A PTY-backed PostgreSQL console running in the browser using reverse WebSockets, Redis Streams, and xterm.js — designed around centralized control-plane constraints and production failure modes.
We needed a real PostgreSQL terminal inside the browser.
Not a SQL editor.
Not a query API.
A real psql session with full terminal semantics.
That requirement immediately forced several architectural constraints:
- a real PTY
- a long-lived stateful process
- bidirectional streaming
- terminal resize handling
- signal forwarding (
Ctrl+C) - native
psqlbehavior
And then the infrastructure constraints made things significantly more interesting:
- agents live in internal networks
- all traffic must go through the Control Plane
- xterm.js only supports WebSocket transport
- we could not emulate
psql
At that point, this stopped being a “web feature”.
It became a distributed terminal runtime problem.
High-level architecture
This system only makes sense if you read it as a dataflow graph, not as isolated services.
Browser (xterm.js)
│
│ WebSocket (terminal I/O)
▼
Control Plane
│
│ session management + auth
▼
Redis Streams (output buffer)
│
│ coordination + async delivery
▼
Agent WebSocket channel
│
│ PTY stdin/stdout bridge
▼
PTY → real psql process
The critical architectural decision:
the browser never connects to the agent directly.
The Control Plane is the only public entrypoint in the entire system.
Everything flows through it.
Why the architecture looks “backwards”
The surprising part is that the agent initiates the terminal transport.
Not because NAT traversal was impossible.
But because the system was intentionally designed around a centralized Control Plane.
Agents sit in internal networks.
The browser has no direct visibility into them.
So instead of:
Browser → Agent
the architecture becomes:
Browser → Control Plane ← Agent
The Control Plane acts as:
- session coordinator
- auth boundary
- transport router
- lifecycle owner
Once that decision is made, reverse WebSockets become the natural transport model.
Session establishment
The session lifecycle happens in multiple stages.
Importantly:
the PTY process does not exist when the browser first connects
Only a logical session exists.
Step 1 — Browser creates a logical session
Browser
│
│ WebSocket connect
▼
Control Plane
├── creates session_id
├── registers browser handler
└── starts auth timeout
At this point:
- no PTY exists
- no psql exists
- no database connection exists
The Control Plane only knows:
“a browser wants a terminal session”
Step 2 — Control Plane signals the agent
The Control Plane sends a lightweight HTTP request:
POST /terminal?session_id=<uuid>
This is intentionally the only HTTP hop in the entire terminal lifecycle.

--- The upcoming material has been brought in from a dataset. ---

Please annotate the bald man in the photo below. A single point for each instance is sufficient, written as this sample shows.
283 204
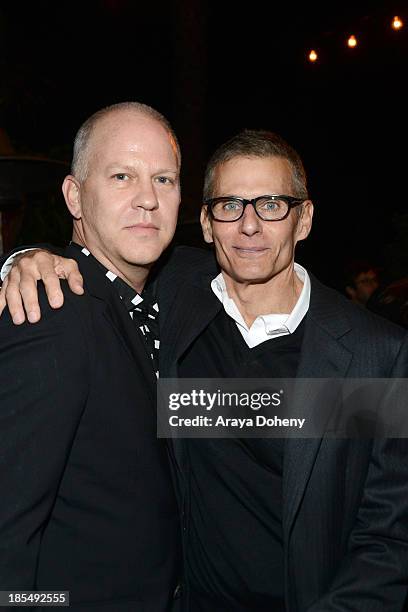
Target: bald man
87 498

The request does not carry terminal traffic.
It only means:
“establish terminal transport for this session”
Step 3 — Agent opens reverse WebSocket
Agent
│
│ outbound WebSocket
▼
Control Plane
Now the system has two independent transport channels:
- Browser WS → Control Plane
- Agent WS → Control Plane
But they are still disconnected.
The system is in a half-connected state.
Session stitching
This is the moment where the architecture becomes interesting.
Browser Handler ───────┐
├── session binding
Agent Handler ─────────┘
At this point:
the Control Plane stops being a transport endpoint and becomes a message router
It now forwards:
- browser input → agent
- agent output → browser
But critically:
not directly
All terminal output passes through an asynchronous buffering layer.

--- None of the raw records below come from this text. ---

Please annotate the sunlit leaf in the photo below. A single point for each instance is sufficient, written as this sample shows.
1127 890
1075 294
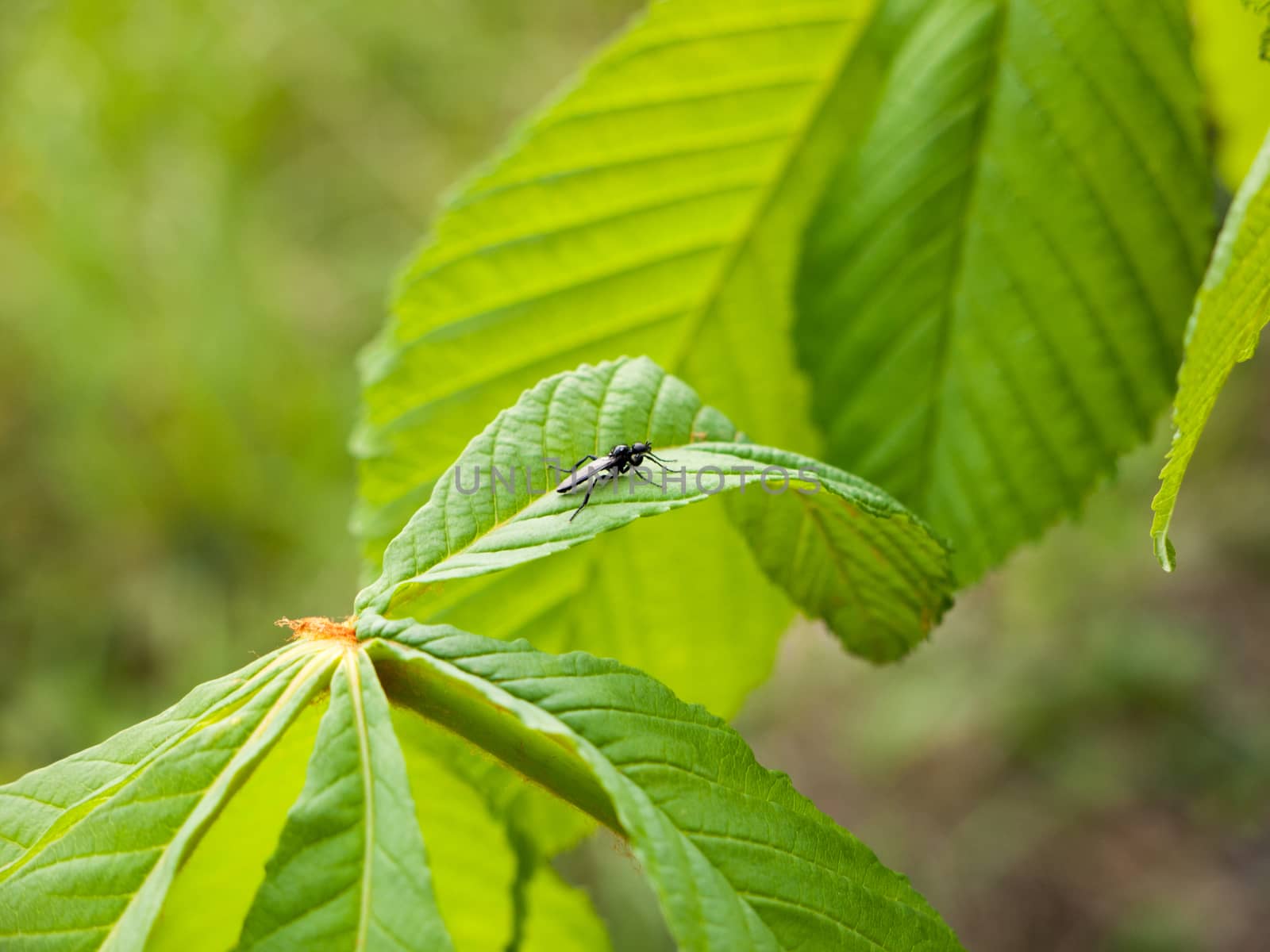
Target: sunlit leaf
101 873
841 549
349 869
736 856
1227 36
1230 313
991 298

That layer ended up being one of the most important production decisions in the system.
PTY process creation
Once the session is fully initialized, the agent forks a real PTY:
(child_pid, fd) = pty.fork()
if child_pid == 0:
subprocess.run([
"psql",
"-U", user,
"-d", dbname
])
At this point the architecture fundamentally changes.
This is no longer “web infrastructure”.
It becomes:
- PTY supervision
- file descriptor management
- process lifecycle handling
- signal propagation
- backpressure management
Most complexity appeared after this step.
Not before it.
The real data pipeline
This is the most important flow in the system.
Browser
│
│ keystroke
▼
Control Plane
│
▼
Agent WS handler
│
│ write(fd)
▼
PTY → psql
│
│ stdout
▼
PTY reader thread
│
│ Redis XADD
▼
Redis Streams
│
│ async consumer
▼
Control Plane
│
│ WS push
▼
Browser
The most important line in the entire architecture is this:
PTY reader → Redis XADD → async consumer → WebSocket
That line is the system’s stability boundary.

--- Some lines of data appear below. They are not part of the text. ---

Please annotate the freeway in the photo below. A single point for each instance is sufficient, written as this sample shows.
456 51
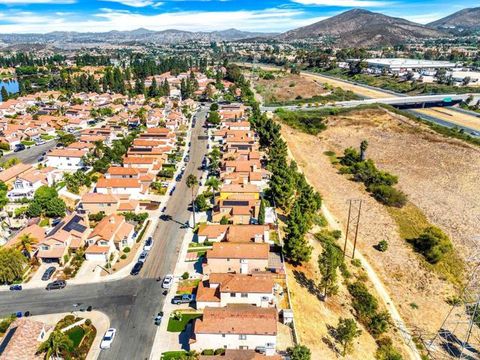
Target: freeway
468 122
131 303
394 101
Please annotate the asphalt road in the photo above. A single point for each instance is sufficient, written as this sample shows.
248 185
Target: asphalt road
131 303
31 155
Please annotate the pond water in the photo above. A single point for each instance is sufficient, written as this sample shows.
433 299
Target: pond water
10 85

Why Redis Streams became mandatory
The original implementation directly forwarded PTY output into WebSocket writes:
PTY → WebSocket
It worked in development.
It failed in production.
The issue was subtle:
- PTY reads are synchronous
- WebSocket writes can block
- backpressure propagates backwards
The resulting failure mode was catastrophic for terminal UX:
slow network
↓
blocked WS writes
↓
frozen PTY reader
↓
terminal stalls
The terminal looked dead while psql was still running underneath.
Redis Streams solved this by introducing a decoupling boundary.
Now:
- PTY reads stay non-blocking
- network latency becomes isolated
- consumers can temporarily lag
- output survives reconnects
The additional latency was negligible.
The operational stability improvement was enormous.
The architecture is actually two independent loops
This is the part most terminal architectures hide.
Input loop
Browser → Control Plane → Agent → PTY
Output loop
PTY → Redis → Control Plane → Browser
These loops are intentionally independent.
That separation is what allows the system to survive partial failures.
Why we split browser and agent handlers
We intentionally kept browser-facing and agent-facing handlers separate.
Because they solve fundamentally different problems.
Browser Handler:
- auth
- user session ownership
- browser disconnect semantics
- user errors
Agent Handler:
- PTY lifecycle
- process supervision
- reconnect semantics
- infrastructure errors
Trying to merge them created tightly coupled failure modes and significantly more lifecycle complexity.
Separating them made the system dramatically easier to reason about.
Failure modes that mattered in production
The hardest problems were not PostgreSQL problems.
They were long-lived process problems.
A. Redis failure
Impact:
- output pipeline breaks
- PTY continues running
Mitigation:
- memory limits
- retention limits
- monitoring
- bounded stream lifetime
B. Agent disconnect
Impact:
- transport disappears
- PTY may still be alive
Mitigation:
- reconnect window
- session reattachment
- delayed teardown
C. Process explosion
Impact:
- memory exhaustion
- PostgreSQL connection storms
Mitigation:
BoundedSemaphore(max_sessions=10)
This was one of the simplest and most effective safeguards in the system.
D. xterm resize storms
xterm.js emits resize events aggressively during browser resizing.
Impact:
Each resize triggers:
ioctl(TIOCSWINSZ)
Mitigation:
- Without throttling, the PTY spent significant time processing resize events instead of actual terminal traffic.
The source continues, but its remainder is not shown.